Thursday, February 23, 2012

Love

“Abused children receive confusing messages about sex and love, trust and betrayal. The abuser often says, “I’m doing this because I love you,” and then proceeds to hurt the child. The child learns she can’t trust the people she loves, and that she doesn’t have a choice about being close to someone else; people take what they want, regardless. Love becomes a dangerous force, wrought with confusion, pain, and violation.” Allies in Healing by Laura Davis
These are some random compilations of a "journal" entry I made just about a year ago...some of the feelings are the same, some have changed and improved.
Is it really that hard to believe that I am alive right now? I am not fully alive. I feel dead. I feel so fragmented. I feel empty...but not all the time.
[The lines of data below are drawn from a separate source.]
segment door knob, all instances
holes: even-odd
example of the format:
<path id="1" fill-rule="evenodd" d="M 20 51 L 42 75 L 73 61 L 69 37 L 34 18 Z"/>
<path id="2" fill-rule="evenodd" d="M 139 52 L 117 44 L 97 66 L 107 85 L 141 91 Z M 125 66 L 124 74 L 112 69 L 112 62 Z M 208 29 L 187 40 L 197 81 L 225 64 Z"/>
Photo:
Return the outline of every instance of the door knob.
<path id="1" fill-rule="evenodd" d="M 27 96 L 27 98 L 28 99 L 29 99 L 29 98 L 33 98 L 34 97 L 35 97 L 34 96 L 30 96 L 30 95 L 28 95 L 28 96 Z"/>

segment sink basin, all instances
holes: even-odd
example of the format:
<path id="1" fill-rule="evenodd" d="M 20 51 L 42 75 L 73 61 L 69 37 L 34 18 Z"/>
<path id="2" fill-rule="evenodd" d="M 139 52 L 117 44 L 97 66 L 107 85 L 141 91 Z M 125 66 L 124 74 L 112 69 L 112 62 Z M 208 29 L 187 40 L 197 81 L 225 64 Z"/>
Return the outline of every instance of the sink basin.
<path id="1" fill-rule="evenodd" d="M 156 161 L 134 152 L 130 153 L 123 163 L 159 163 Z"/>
I've said it before, though, that the "sometimes feeling okay" is worse. It's a tease. "I know why the caged bird sings"..."Just as a bird that flies about and beats itself against the cage, finding at last no passage out it sits and sings and so overcomes its rage." ....I touch no one and no one touches me. I am a rock. I am an island. A rock feels no pain, and an island never cries....In order for me to be "normal" I would have to do things to people that I don't want to do and it's all just a vicious cycle. Because it's "normal" and "healthy" and that's what makes me a waste. Because I chose not to be promiscuous...I was told I was a waste of a vagina... as if that was my only use, my only purpose was for other people's use. Kindness and gentleness is an illusion. Fairytale love is a lie. Love is dirty. Love is painful. Love is shame. Love makes you cry. Love makes you feel worthless. Love makes you feel scared and confused. Love is forced. Love is meaningless. Love makes you want to hide. Love makes you want to be alone. Love makes you feel sick. Nobody will ever "love" me again....
Nobody has shown me what love really means.